Uma representação histórica que dialoga com a contemporaneidade (Gerson Valle escreve sobre a nova ópera do compositor Jorge Antunes).
A ópera Leopoldina foi escrita com a intenção de ser levada no ano de 2022, quando se completaram 200 anos da Independência do Brasil. Ela apresenta a nossa História, levantando as razões e idealismos dos fundadores da nova nação (fundamentalmente, o humanista e político José Bonifácio de Andrade e Silva, que vivenciou a Revolução Francesa; a culta princesa austríaca arquiduquesa Leopoldina; e o talentoso, mas contraditório, príncipe herdeiro português Pedro de Alcântara). Tais ideais, no entanto, sofreram reveses em meio aos tristes legados do colonialismo e da escravidão. O país se tornou independente de Portugal com a atuação dos três personagens citados, mas não nos moldes visados por eles seguindo um projeto idealizado por José Bonifácio. A representação da ópera se faz não linearmente, com alternâncias cronológicas, contrastantes e significativas da formação e evolução histórica. E que conferem o dinamismo necessário à linguagem artística multifacetada característica do gênero operístico.
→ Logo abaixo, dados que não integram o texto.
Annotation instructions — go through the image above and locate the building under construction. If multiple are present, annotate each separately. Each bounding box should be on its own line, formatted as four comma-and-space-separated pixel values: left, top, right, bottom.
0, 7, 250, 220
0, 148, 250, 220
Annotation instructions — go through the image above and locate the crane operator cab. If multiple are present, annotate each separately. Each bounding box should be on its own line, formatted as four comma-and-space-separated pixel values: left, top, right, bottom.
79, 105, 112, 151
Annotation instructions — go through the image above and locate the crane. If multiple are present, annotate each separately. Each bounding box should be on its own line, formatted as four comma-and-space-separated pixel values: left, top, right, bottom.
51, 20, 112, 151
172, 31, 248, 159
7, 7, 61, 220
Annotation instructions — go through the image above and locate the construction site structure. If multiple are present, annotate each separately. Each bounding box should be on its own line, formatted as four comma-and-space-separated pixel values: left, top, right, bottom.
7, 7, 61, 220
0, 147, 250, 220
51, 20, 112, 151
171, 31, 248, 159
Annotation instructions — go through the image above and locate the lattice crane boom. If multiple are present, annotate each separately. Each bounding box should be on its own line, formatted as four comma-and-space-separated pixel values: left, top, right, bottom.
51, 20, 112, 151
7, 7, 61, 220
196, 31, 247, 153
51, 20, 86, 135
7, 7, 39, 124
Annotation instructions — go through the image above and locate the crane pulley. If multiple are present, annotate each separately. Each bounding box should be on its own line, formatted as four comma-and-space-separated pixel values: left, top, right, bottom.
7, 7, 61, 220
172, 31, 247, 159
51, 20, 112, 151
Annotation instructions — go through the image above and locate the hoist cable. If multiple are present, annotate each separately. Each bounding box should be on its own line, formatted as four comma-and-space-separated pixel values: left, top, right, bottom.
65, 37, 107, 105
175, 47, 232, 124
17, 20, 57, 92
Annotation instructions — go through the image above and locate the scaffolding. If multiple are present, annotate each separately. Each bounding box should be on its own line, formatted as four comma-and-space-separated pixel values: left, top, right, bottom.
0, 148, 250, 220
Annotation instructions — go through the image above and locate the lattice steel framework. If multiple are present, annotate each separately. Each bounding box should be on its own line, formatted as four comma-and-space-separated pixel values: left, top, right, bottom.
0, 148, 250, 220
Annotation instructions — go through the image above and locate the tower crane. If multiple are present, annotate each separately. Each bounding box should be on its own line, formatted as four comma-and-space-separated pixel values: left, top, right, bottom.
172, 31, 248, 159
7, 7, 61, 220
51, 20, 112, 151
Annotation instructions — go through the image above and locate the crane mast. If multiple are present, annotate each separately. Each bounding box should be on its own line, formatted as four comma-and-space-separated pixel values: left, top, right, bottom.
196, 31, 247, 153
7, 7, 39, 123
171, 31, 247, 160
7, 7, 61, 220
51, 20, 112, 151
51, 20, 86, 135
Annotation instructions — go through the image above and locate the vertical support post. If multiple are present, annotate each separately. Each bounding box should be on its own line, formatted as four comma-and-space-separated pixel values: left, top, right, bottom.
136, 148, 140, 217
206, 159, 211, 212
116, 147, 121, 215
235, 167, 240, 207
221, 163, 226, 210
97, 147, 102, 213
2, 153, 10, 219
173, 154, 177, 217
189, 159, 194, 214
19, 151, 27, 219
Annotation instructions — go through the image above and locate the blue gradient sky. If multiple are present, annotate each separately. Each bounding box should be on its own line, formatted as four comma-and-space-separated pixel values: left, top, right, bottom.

Já no primeiro ato, a contextualização se dá com a princesa interessada na descrição de seu noivo distante, que lhe faz o marquês português encarregado de lhe pedir oficialmente a mão em casamento. Isto num baile de um palácio vienense (seguindo dados realmente históricos), ao som da nova dança que tanto iria caracterizar a cidade, a valsa, sendo referido o recente e importante Congresso de Viena que refigurou a Europa após a queda de Napoleão. Dele se fala logo após, em outra cena, num diálogo de Leopoldina com sua irmã mais velha, Maria Luiza, que foi a segunda esposa do imperador francês. Contextos histórico-culturais se apresentam, contrastando com cenas do século XXI do ensaio de uma escola de samba carioca que homenageia Leopoldina. A trama se vai apresentando em narrativa diacrônica, que se junta no final do espetáculo.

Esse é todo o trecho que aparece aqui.